Mentalfloss.com suggests a number of other military inventions that benefit us civilians. For example, the Internet was a military creation. Yet most of us depend upon the Internet on a daily basis.

We recently visited our son and daughter-in-law in St. Louis. How did we find our way? Through a military invention, the GPS. I also printed up a set of back-up directions via the Internet from MapQuest, thus depending upon both technologies.

Could you imagine life without duct tape? Some postulate the universe is held together with it. According to mentalfloss.com, “In 1942, duct tape was invented for the military as a way to seal ammunition cases so that water couldn’t get in. Soldiers during WWII quickly realized that it worked well for fixing army gear, too.”

Computers were also developed for military use; the first one (with vacuum tubes) was engineered by our military during the Second World War. Did you warm up a cup of coffee in your microwave today? The microwave was also a military invention, a side-effect of radar.

Wikipedia lists the jet as yet another military invention that has benefited us civilians, replacing the much-slower propeller planes. Even digital photography was — at first — a military application.

Recently, news broke of another monumental invention discovered by Lockheed Martin, a military supplier. According to Reuters, “A defense contractor better known for building jet fighters and lethal missiles says it has found a way to slash the amount of energy needed to remove salt from seawater, potentially making it vastly cheaper to produce clean water at a time when scarcity has become a global security issue.”

The filter is made of a carbon membrane with holes as small as one billionth of a meter that can filter out salt molecules. It is 500 times thinner than any filter currently available, but a thousand times stronger. The article continues:

“The development could spare underdeveloped countries from having to build exotic, expensive pumping stations needed in plants that use a desalination process called reverse osmosis.”

In the United States, where water is plentiful and inexpensive, this may seem to be a trite invention. But for millions and millions throughout the world, this will be viewed as a blessing from heaven above.

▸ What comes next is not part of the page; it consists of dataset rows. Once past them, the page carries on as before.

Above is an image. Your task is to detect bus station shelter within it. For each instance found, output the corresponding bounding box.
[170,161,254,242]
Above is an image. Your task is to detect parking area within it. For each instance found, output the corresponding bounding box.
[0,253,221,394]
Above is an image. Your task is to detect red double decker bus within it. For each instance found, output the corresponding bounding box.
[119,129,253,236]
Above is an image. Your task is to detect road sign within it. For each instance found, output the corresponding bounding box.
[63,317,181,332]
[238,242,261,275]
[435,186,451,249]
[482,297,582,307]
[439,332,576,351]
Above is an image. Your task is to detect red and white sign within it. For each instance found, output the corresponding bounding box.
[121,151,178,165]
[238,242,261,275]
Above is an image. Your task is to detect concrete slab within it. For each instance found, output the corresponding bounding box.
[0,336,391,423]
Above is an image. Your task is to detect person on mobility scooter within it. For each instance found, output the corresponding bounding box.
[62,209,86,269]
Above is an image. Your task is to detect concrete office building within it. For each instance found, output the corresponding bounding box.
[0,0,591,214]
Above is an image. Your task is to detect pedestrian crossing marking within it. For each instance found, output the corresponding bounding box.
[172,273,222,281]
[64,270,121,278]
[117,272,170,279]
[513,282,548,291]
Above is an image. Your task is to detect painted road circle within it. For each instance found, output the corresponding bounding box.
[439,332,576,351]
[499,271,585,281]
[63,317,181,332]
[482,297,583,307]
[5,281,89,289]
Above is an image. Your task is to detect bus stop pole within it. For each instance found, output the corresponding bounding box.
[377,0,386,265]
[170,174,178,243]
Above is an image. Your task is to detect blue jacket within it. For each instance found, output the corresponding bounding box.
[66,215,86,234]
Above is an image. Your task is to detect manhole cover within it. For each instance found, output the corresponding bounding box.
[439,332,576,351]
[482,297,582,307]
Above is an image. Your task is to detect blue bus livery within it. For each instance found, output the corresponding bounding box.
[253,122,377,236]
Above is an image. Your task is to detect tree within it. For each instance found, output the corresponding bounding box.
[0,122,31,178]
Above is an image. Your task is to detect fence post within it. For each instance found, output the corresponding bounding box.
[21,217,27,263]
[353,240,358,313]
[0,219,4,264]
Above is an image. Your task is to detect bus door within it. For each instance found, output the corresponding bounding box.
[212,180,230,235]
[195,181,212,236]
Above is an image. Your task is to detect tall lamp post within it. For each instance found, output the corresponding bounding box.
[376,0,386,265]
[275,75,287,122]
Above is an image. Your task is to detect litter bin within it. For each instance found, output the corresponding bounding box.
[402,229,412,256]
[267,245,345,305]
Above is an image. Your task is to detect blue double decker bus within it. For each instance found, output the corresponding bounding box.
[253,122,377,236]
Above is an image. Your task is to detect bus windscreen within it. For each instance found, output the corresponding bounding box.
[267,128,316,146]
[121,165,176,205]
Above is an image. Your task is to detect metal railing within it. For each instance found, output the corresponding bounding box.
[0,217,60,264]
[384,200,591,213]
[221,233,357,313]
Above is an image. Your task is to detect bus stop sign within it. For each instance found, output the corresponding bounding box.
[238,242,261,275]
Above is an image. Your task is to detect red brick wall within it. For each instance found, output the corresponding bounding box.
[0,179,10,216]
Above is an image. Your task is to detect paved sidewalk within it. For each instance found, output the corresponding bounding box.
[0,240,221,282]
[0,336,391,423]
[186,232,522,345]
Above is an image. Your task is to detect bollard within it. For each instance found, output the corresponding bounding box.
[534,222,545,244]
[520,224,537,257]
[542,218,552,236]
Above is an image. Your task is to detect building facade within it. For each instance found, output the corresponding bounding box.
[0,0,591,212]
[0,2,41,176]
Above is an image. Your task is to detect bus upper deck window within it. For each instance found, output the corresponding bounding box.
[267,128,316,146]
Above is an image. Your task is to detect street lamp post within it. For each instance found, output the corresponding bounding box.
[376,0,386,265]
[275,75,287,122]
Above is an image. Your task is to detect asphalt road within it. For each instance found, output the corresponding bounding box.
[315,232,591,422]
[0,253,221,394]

But even in the U.S., we might see significant benefits from this new technology. Will we be able to filter out undesirable elements from groundwater effectively and inexpensively? Will we be able to reduce air pollution? Can this result in significantly reducing carbon emissions? Will such technology have medical implications?

None of us knows what 2014 will hold; the future is, by nature, unpredictable. While it is human nature to bemoan the negatives, it is refreshing to consider many changes likely will be for the better. I wish all readers a great 2014!